Ich habe jetzt noch ein paar Renaturierungsbeispiele mit dabei, um zu zeigen, was in Salzburg in den letzten zehn Jahren so alles passiert ist (Bundes­rat Schennach: Zufällig! – Heiterkeit bei SPÖ und Grünen):

Streuwiesenrenaturierung Adneter Moor: 2 Hektar Wiederherstellung, Rena­turierung; Salzacher und Antheringer Au: Renaturierung von 520 Hektar Salzach und zugehörigem Auwaldökosystem; Renaturierung des Hochmoors im Naturschutzgebiet Blinklingmoos in Strobl: 20 Hektar; Naturschutzge­biet Egelseen, Mattsee, Schleedorf: 1,5 Hektar; die Enns bei Mandling, Fluss mit Auwaldstreifen: ein halber Hektar; Erstpflege ökologisch hochwertiger Flächen seit über zehn Jahren, Flachgau und Tennengau: 20 Hektar Wiederher­stellung von brachgefallenen Mager- und Feuchtwiesen; Naturschutz­gebiet Fuschlseemoor, Thalgau und in Hof: 1 Hektar Rückführung von Fichten­forst in Streuwiese; Neuanlage artenreicher Wiesen und Blühflächen mit gebietseigenem Saatgut, eine landesweite Aktion (Bundesrat Schennach: Sehr gut!), landesweit 35 Projekte: 245 Hektar (Bundesrat Schennach: Wo ist das Saatgut? – Bundesrätin Schumann: Das Letzte habe ich jetzt nicht mitgekriegt! – Ruf bei der SPÖ: Ich auch nicht! – Heiterkeit bei der SPÖ); Renaturierung von Niedermoorwiesen und Fließgewässern in der Haider Senke; Renaturierung Mandlinger Moor: 19 Hektar Hochmoor, Übergangsmoor; Renaturierung von Feuchtwiesen im Oichtental: 3 Hektar; weiche Ufer Salzach, Sankt George­ner Au: 4,2 Hektar, Flusskilometer mit Auwald; Renaturierung eines Feuchtwiesenkomplexes in Sankt Martin: 2 Hektar; Wiederherstellung eines degradierten Feuchtgebietskomplexes zur Förderung einer bedrohten Schmetterlingsart (Unruhe im Saal – Vizepräsident Ebner gibt das Glockenzeichen); Initiative Streuobst: 125 Hektar; Renaturierung Naturschutzgebiet Ur­sprung der Mur: 16 Hektar; Renaturierung Hochmoor Weidmoos: 3 Hektar; Life-Projekt Salzachauen: 127 Hektar; Renaturierung der Weitwörther Au: 37 Hektar, und so weiter und so fort (Beifall bei ÖVP, SPÖ und Grünen sowie Bra­voruf des Bundesrates Schreuder), insgesamt 1 200 Hektar, zum Teil in Arbeit, zum Teil fertiggestellt und zum Teil in Planung.

Ich möchte dies deshalb so hervorheben, weil man sieht: Es geht ohne Wien, es geht ohne Brüssel, weil es, wenn man es im Land selber in die Hand nimmt, trotzdem funktioniert.
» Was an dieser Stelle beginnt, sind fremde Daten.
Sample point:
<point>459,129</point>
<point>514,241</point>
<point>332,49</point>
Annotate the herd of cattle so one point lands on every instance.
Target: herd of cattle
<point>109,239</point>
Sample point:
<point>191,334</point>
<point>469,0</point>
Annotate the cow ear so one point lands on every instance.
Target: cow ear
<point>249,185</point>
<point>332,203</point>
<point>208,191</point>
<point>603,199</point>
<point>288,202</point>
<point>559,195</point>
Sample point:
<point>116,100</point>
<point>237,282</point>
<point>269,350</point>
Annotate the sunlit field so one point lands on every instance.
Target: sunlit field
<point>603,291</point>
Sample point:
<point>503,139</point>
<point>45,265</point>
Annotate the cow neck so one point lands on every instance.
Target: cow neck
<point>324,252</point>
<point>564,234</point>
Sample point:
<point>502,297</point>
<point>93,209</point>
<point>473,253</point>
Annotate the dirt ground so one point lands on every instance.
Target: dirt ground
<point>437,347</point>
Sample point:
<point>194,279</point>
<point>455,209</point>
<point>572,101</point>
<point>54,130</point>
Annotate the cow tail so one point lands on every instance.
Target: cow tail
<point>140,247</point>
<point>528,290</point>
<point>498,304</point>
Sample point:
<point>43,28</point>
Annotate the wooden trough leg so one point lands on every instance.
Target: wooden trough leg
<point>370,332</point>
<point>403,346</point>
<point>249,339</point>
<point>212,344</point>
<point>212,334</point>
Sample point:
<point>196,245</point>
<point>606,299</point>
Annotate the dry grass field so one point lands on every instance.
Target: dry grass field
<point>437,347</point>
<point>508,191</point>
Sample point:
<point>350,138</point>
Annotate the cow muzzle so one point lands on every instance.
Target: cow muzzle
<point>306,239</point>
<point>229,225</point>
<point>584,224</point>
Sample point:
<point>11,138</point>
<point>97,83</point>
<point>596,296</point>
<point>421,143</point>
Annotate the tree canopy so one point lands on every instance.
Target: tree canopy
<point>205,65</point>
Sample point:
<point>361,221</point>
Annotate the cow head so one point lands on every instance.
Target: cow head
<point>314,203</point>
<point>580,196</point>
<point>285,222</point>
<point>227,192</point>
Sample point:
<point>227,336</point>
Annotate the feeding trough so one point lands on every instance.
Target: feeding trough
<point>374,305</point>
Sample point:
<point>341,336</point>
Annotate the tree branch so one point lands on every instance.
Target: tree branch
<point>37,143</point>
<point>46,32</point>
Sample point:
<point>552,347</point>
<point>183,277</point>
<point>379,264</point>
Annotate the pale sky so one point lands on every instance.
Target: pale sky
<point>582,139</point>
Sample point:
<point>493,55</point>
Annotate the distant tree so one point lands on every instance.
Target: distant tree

Ich möchte damit beweisen, dass uns der Na­turschutz, der Umweltschutz sehr viel wert ist. (Beifall bei der ÖVP.)

Jetzt noch ein paar Fakten zum Renaturierungsgesetz, das in Luxem­burg beschlossen worden ist (allgemeine Heiterkeit – Zwischenruf der Bundesrätin Doppler – Vizepräsident Ebner gibt neuerlich das Glockenzeichen): Das ist ein Eingriff in die Grund- und Freiheitsrechte. Die jungen Leute, die die Betriebe übernehmen, haben Pläne, die wollen den Betrieb führen. Denen nimmt man den Gestaltungsspielraum, den sie gerne hätten. Die sind alle sensibilisiert, dass sie ihre Betriebe artgerecht und nachhaltig bewirtschaften.

Das Nächste ist der Eingriff ins Eigentum. (Unruhe im Saal.)

Vizepräsident Mag. Franz Ebner: Liebe Damen und Herren! Ich weiß, es ist schon spät, aber ich bitte um etwas Ruhe im Saal. Lassen wir auch Bundesrat Gfrerer die ihm gebührende Aufmerksamkeit zukommen!

Bundesrat Silvester Gfrerer (fortsetzend): Das ist eine Maßnahme, die uns zurückführt in eine Knechtschaft, in der wir abhängig sind von Richtlinien, von Bürokratie, von Rahmenbedingungen und Gesetzen, die in der Praxis zum großen Teil höchstwahrscheinlich nicht umsetzbar sind. Und wenn wir etwas umsetzen, bekommen wir eine Entschädigung? – Wahr­scheinlich je nach Maßnahme pro Hektar so viel, dass es zum Leben zu wenig ist und zum Sterben zu viel. (Bundesrat Schennach: Bei den bäuerlichen Förderungen ...!)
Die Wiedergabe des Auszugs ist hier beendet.